Türk tasavvuf anlayışının XIII. yüzyıl başlarından itibaren Anadolu’daki oluşum süreci etkisini dünya ölçeğinde hissettirmiş bir büyük medeniyetin kendisinin inşa ediş tarzıyla yakından ilgilidir. Bu süreci birer sosyal hareketlilik unsuru sayabileceğimiz göçler, isyanlar ve savaşlar gibi tarihi olayların yönlendirmesi, tasavvufi düşüncenin, çözülme ve yeniden kurulma arasında gidip gelen toplum hayatında bütünleştirici bir irade sıfatıyla ortaya çıkmasına neden olmuştur. Bu bütünleştirici iradenin ana figürü evliya nitelikli tasavvuf erbabı ve mürşid-i kâmillerdir. Böylesine köklü bir inancın temelinde Türklerin İslâmiyeti tasavvuf aracılığıyla benimsemeleri gerçeği yatar. Nitekim günümüzde bile Türk kültür sahası dahilindeki İslâmiyet mürşid-i kamil ve derviş-evliya merkezli İslâm’ı oluşturmuştur. Bu nitelik ise çok geniş coğrafyaları nüfuzu altına almıştır.

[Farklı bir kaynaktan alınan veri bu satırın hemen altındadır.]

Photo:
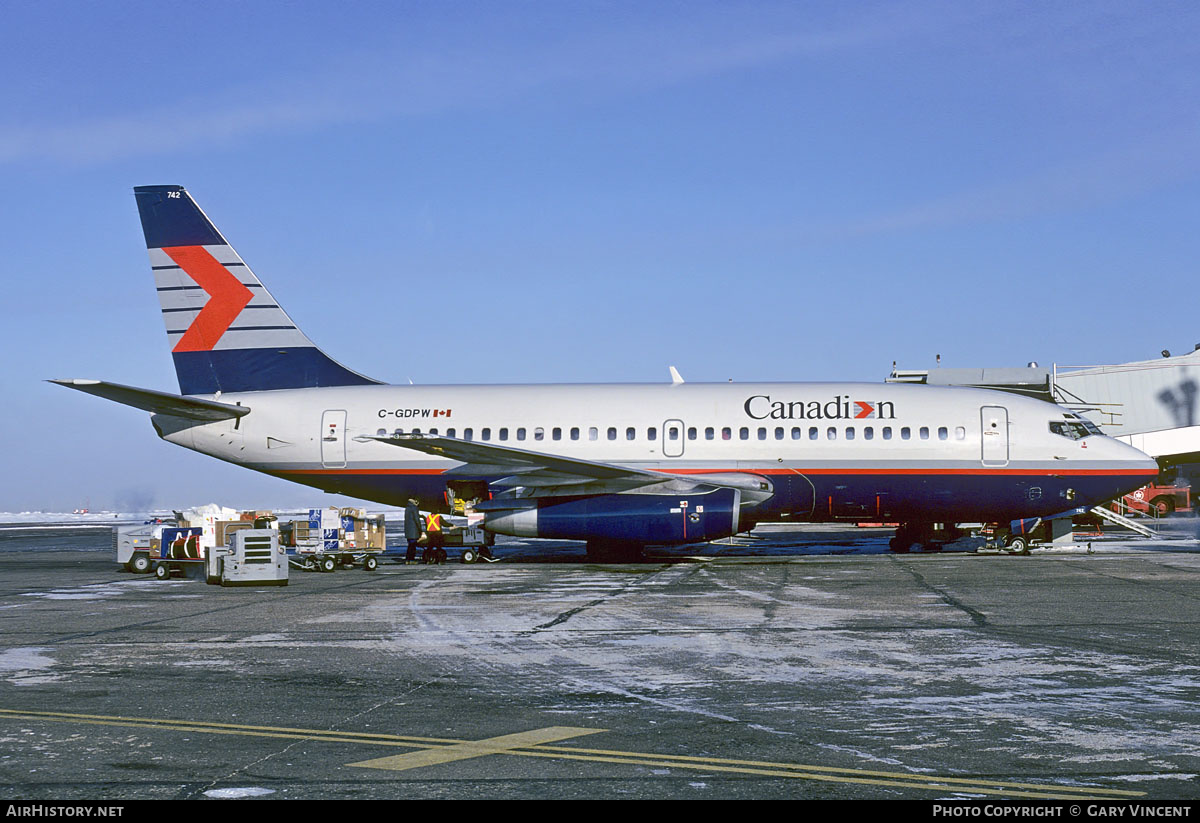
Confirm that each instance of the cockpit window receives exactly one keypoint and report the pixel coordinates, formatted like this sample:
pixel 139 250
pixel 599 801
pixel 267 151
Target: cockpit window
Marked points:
pixel 1074 430
pixel 1092 428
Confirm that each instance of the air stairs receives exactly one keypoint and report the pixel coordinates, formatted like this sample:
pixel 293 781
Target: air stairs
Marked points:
pixel 1125 522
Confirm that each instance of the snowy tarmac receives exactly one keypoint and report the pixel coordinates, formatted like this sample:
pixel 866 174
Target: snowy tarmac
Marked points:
pixel 801 662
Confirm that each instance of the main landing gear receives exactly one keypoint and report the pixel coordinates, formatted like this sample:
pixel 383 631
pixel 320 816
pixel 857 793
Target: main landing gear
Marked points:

Osmanlı Devlet yönetimi derviş zümrelere çok önem vermiş ve onlara tazimde hata yapmamıştır. Nitekim Orhan Gazi, Bizans İmparatoru III. Andronikos'un Göztepe’deki ünlü av köşkünü Ahilere zaviye olarak vermiştir. Şeyh Edebâli hazretlerinin yeğeni Ahi Ahmed burada irşad vazifesini üstlenmiştir. Bu örnek bize derviş zümrelerinin temel hareket tarzını, yani siyasi otorite desteğiyle şehir çevresinden merkeze doğru yönelme anlayışını açıkça göstermektedir. İstanbul’un fethi bu yönelmenin kesin sonucunu tayin etmiştir. Fetih ordusunda kalabalık bir derviş zümresinin bulunduğu, Osmanlı kaynaklarındaki bir realitedir.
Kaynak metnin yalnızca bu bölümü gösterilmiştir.